Men in Heels is No Laughing Matter at Domestic Violence Awareness Event

October 18, 2024
By: CCGA Web

By Terry Dickson of The Brunswick News terryldickson50@gmail.com

As he stood in red heels with his pants tucked into his socks, Glynn County Sheriff Neal Jump had one request for his audience.

“If I fall, please don’t laugh at me,’’ he said.

That was after he gave some sobering statistics at the Walk a Mile in Her Shoes event at College of Coastal Georgia where male law enforcement officers, faculty, students and others strode through the campus in uncomfortable women’s shoes.

Dr. Johnny L Evans Jr., interim president of the college, had similar sentiments.

“While it’s comical to watch most of these men struggle,’’ he said, “what we do here is serious.”

The day was set aside to honor those who have lost their lives to domestic violence and those who have survived.

Evans noted the college has a number of partners and mentioned Safe Harbor, a rape crisis center, that “raises up home and light to intervene” in the lives of others “at their darkest times.”

Jump thanked the partners who provide services for victims of domestic violence, be it physical, psychological, emotional or isolation. In the past, when deputies responded to domestic violence calls, they often left without arresting anyone if, in the case of couples, the men and women went to separate houses, he said. But sometimes they got back together, Jump said, “and later someone would die.

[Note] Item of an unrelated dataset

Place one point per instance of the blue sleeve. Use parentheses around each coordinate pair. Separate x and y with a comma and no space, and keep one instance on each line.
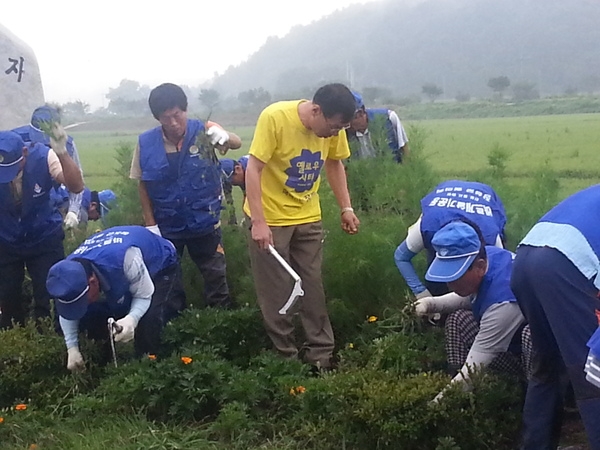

Recent laws require police to take someone into custody in reports of domestic violence, which has saved lives, Jump said.

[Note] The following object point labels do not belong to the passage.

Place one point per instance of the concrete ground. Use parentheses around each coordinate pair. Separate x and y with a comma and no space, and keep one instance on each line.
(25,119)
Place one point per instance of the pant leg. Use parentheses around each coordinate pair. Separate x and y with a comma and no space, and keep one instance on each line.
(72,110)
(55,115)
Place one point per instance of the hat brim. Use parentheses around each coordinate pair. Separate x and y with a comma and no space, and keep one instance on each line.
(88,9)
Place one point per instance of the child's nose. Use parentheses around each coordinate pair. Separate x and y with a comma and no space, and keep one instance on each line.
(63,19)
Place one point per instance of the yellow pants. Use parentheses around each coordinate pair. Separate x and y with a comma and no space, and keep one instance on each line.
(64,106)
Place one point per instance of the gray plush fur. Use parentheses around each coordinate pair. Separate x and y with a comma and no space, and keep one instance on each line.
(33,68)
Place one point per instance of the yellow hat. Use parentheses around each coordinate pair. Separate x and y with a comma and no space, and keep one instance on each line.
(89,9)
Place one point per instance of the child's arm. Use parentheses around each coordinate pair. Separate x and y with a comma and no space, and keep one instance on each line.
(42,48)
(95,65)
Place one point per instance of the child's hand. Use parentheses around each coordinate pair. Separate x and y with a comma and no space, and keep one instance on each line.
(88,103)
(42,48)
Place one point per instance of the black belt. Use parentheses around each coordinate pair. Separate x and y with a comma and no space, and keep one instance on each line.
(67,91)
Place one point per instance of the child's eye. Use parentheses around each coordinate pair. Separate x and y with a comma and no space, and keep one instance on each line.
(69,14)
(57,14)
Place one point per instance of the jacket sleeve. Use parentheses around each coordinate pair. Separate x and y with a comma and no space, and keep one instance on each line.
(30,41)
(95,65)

“It took all of you to make that happen,’’ he said.

Nationally, one in three women are abused daily, Jump said.

“As long as I’m sheriff, I’ll keep putting them in jail,’’ he said.

City Commissioner Felicia Harris noted there were more than 37,000 reported incidents of domestic violence in 2023.

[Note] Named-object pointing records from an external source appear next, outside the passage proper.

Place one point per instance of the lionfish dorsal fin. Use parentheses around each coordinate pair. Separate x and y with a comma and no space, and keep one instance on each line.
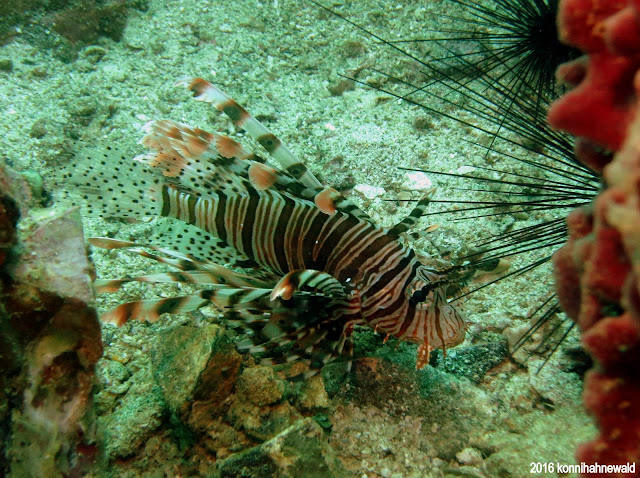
(290,164)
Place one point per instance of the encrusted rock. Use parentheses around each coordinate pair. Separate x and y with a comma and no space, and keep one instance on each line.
(260,386)
(299,451)
(194,363)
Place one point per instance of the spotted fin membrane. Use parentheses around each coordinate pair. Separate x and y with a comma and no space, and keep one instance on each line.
(292,262)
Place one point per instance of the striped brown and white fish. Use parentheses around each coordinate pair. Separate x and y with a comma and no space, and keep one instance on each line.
(314,264)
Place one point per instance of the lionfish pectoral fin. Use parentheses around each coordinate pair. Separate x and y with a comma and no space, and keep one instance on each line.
(151,309)
(323,283)
(307,327)
(424,354)
(221,295)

Of the observance at the college, Harris said, “I don’t call it an event…Events end. This is a movement.”

Dottie Bromley, executive director of the Glynn County Community Crisis Center/Amity House, said there were 75 sex trafficking victims helped locally in 2023. In Georgia, 119 lost their lives to domestic violence in 2023, she said.

The men who had listened to the speeches in their sometimes painfully uncomfortable shoes walked an elongated loop from the Nunnally Building to the Student Center and back. Some were laughing at themselves as they took shorter than normal strides.

Some stood around and talked a few minutes afterward once back in their own shoes.